Mit Hilfe eines qualitativen Forschungsansatzes habe ich die Digitalisierung der chilenischen Gerichte während der Pandemie, insbesondere im Zeitraum von April 2020 und September 2022, eingehend untersucht. Auf der Grundlage einer umfassenden Quelle von Primär- und Sekundärdaten habe ich die Genealogie der neuartigen Materialisierung von Gerichtspraktiken zurückverfolgt, die durch die Möglichkeiten der digitalen Technologien strukturiert wurden. In fünf (5) Fallstudien zeige ich im Detail, wie die Gerichte 1) aus der Ferne arbeiten, 2) Anhörungen per Videokonferenz abhalten, 3) mit Nutzern über soziale Medien (beispielsweise Facebook und Chat Messenger) in Kontakt treten, 4) eine Sendung mit Richtern, die Fragen von Nutzern beantworten, über Facebook Live ausstrahlen und 5) Gerichtsverhandlungen aufzeichnen, streamen und auf YouTube hochladen, um die Anforderungen an die Öffentlichkeit von Strafverhandlungen zu erfüllen. Hierbei zeigt sich, dass digitale Technologien der Justiz zwar eine kontinuierliche Bereitstellung von Dienstleistungen ermöglichten. Sie bergen aber auch die Gefahr, dass sie die traditionelle gerichtliche und rechtliche Regulierung verdrängen.

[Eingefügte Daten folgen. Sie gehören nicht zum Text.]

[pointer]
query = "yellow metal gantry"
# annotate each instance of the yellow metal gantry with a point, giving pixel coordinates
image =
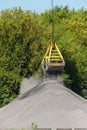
(53, 59)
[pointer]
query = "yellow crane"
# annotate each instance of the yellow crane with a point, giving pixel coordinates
(53, 60)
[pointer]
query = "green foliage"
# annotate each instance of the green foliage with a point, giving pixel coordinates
(24, 38)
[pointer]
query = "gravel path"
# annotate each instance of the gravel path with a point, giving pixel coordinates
(47, 103)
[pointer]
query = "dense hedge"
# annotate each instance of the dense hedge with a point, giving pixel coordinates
(24, 37)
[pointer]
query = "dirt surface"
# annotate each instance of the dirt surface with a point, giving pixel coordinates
(47, 103)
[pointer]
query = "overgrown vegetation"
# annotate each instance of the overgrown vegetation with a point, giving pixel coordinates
(24, 37)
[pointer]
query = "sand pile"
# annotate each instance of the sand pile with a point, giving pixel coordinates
(47, 103)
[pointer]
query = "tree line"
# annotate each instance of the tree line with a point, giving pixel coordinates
(24, 37)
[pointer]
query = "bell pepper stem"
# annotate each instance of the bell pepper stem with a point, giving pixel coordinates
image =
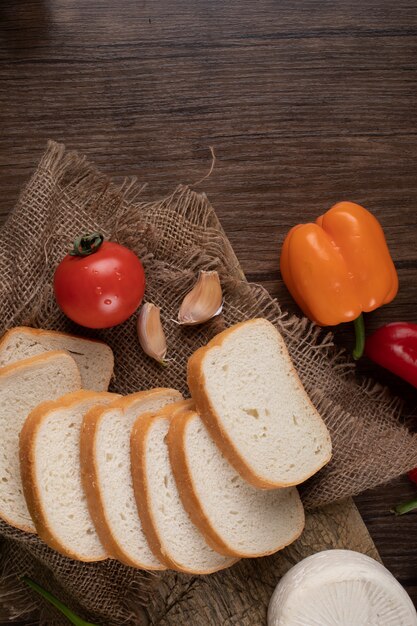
(405, 507)
(359, 325)
(74, 619)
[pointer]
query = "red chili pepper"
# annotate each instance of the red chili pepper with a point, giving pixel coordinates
(394, 346)
(412, 475)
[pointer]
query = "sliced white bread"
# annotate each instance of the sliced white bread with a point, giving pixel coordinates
(236, 518)
(248, 393)
(94, 358)
(107, 478)
(51, 474)
(24, 385)
(171, 535)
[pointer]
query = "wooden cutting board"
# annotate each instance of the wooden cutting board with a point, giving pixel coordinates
(240, 596)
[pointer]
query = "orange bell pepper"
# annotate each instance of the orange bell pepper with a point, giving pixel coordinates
(339, 267)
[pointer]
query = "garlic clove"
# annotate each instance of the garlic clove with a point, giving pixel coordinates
(204, 301)
(150, 332)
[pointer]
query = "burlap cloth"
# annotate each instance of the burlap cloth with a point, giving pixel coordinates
(174, 237)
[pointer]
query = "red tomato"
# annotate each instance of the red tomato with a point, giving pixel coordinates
(102, 289)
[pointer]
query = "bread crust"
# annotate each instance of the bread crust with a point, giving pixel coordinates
(23, 364)
(189, 497)
(55, 333)
(211, 419)
(35, 360)
(138, 441)
(90, 476)
(28, 464)
(43, 331)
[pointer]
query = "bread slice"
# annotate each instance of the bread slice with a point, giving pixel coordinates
(236, 518)
(171, 535)
(51, 474)
(94, 358)
(248, 393)
(24, 385)
(107, 479)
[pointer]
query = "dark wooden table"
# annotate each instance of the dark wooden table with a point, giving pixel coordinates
(305, 103)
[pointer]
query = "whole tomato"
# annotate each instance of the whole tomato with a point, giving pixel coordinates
(99, 283)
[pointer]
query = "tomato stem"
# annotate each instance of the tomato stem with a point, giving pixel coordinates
(359, 325)
(87, 244)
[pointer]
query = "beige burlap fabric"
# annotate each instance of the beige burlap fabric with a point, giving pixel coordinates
(175, 238)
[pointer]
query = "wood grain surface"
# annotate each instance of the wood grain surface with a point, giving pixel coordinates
(304, 103)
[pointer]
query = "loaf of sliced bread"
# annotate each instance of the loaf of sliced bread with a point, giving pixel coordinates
(94, 358)
(171, 535)
(248, 393)
(51, 474)
(236, 518)
(107, 478)
(24, 385)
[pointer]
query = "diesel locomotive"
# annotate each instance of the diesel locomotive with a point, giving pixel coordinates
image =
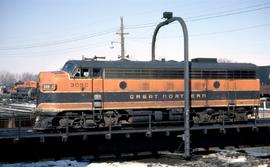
(95, 93)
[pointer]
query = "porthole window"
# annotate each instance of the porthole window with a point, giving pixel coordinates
(216, 84)
(123, 85)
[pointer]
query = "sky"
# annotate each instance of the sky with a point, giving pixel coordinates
(40, 35)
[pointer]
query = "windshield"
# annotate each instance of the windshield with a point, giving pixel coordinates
(68, 68)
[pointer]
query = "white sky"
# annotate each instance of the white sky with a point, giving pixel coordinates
(42, 35)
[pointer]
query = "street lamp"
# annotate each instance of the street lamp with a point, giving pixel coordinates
(169, 19)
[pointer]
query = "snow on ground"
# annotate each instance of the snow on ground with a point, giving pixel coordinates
(59, 163)
(128, 164)
(222, 158)
(69, 163)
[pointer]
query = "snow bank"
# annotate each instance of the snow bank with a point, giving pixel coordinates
(59, 163)
(128, 164)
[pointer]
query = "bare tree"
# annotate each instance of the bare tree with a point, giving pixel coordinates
(28, 76)
(7, 78)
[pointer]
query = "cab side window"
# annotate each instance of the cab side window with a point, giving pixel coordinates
(82, 73)
(97, 72)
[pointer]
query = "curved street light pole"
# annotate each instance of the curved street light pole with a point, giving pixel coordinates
(170, 19)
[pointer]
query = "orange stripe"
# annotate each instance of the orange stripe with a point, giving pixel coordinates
(57, 107)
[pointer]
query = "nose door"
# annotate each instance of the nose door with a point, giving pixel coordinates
(97, 88)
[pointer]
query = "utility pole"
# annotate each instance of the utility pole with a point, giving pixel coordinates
(122, 33)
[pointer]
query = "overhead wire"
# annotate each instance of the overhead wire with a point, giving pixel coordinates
(139, 26)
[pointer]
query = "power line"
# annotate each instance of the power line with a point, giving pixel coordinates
(212, 33)
(208, 16)
(139, 26)
(228, 14)
(227, 11)
(60, 42)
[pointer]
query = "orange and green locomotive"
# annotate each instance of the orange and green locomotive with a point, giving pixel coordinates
(94, 93)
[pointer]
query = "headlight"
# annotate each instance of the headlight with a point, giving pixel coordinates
(49, 87)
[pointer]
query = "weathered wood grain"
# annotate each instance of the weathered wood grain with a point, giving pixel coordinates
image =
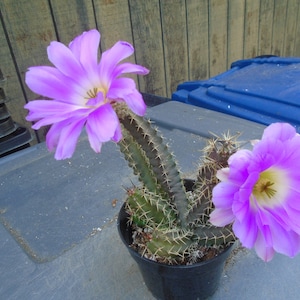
(217, 36)
(252, 9)
(290, 29)
(29, 31)
(71, 17)
(279, 22)
(265, 32)
(174, 37)
(236, 21)
(197, 34)
(147, 36)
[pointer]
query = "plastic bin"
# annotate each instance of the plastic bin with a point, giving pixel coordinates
(262, 89)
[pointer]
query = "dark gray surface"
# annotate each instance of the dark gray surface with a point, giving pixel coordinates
(58, 233)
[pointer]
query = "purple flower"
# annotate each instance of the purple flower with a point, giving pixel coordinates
(82, 92)
(260, 193)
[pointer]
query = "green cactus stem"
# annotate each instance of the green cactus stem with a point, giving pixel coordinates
(151, 160)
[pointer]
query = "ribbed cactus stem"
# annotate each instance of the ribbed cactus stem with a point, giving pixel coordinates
(152, 153)
(171, 245)
(209, 235)
(147, 209)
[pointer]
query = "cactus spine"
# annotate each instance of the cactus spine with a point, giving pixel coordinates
(173, 223)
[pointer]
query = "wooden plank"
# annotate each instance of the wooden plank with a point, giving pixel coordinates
(12, 87)
(72, 17)
(173, 17)
(113, 21)
(218, 36)
(29, 31)
(279, 21)
(236, 19)
(265, 27)
(297, 34)
(147, 35)
(114, 24)
(197, 35)
(290, 29)
(251, 28)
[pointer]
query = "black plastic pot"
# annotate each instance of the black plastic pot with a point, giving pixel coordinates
(197, 281)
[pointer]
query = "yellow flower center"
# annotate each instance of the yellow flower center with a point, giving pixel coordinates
(270, 189)
(92, 93)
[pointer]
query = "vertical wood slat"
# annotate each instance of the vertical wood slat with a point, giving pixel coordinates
(197, 34)
(147, 36)
(251, 28)
(291, 24)
(28, 43)
(265, 27)
(71, 17)
(236, 18)
(113, 21)
(177, 40)
(217, 36)
(279, 22)
(173, 17)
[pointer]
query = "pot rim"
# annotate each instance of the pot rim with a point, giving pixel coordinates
(225, 252)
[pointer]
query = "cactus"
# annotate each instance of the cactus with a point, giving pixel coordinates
(172, 223)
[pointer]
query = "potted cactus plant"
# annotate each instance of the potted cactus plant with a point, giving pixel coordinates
(170, 223)
(165, 221)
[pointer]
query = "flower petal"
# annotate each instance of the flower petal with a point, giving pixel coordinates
(101, 126)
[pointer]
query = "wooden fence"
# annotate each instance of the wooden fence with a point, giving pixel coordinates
(178, 40)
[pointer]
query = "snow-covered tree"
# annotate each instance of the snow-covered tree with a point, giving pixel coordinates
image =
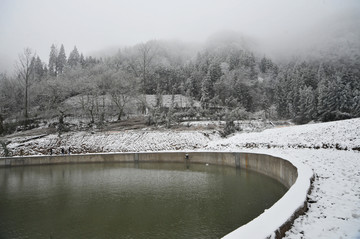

Als Beitrag zum Forschungsstrom zu „Liminal Innovation“ und Digitalisierung theoretisiert „Designing for Digital Justice“  vier Phasen: 1) Vor-Digitalisierung, die zur Entwicklung von Regulierung führt, 2) der Hotspot der Digitalisierung, der zur Ausweitung der Regulierung führt, 3) digitale Innovation, die die Regulierung neu entwickelt (Übergang zu einer neuen, provisorischen Phase) und 4) die Permanenz der temporären Praktiken, die die Regulierung verdrängt. Als Beitrag zur Designforschung bietet „Designing for Digital Justice“ neue Möglichkeiten für die Gestaltung von Justizsystemen, indem es Spannungen und Interventionsebenen miteinander verbindet. Forscherkolleg*innen finden auf diesen Seiten eine fundierte theoretische Weiterentwicklung an der Schnittstelle von Digitalisierung und Justiz sowie neue methodische Hinweise. Praktiker sollen von dem Handlungsrahmen „Designing for Digital Justice Model“ profitieren, der drei Handlungsfelder für die Gestaltung besserer Justizsysteme bietet. Nur wenn wir die digitalen, rechtlichen und sozialen Akteure berücksichtigen, können wir bessere Systeme entwerfen, die sich für den Zugang zur Justiz, die Rechtsstaatlichkeit und letztlich den sozialen Frieden einsetzen.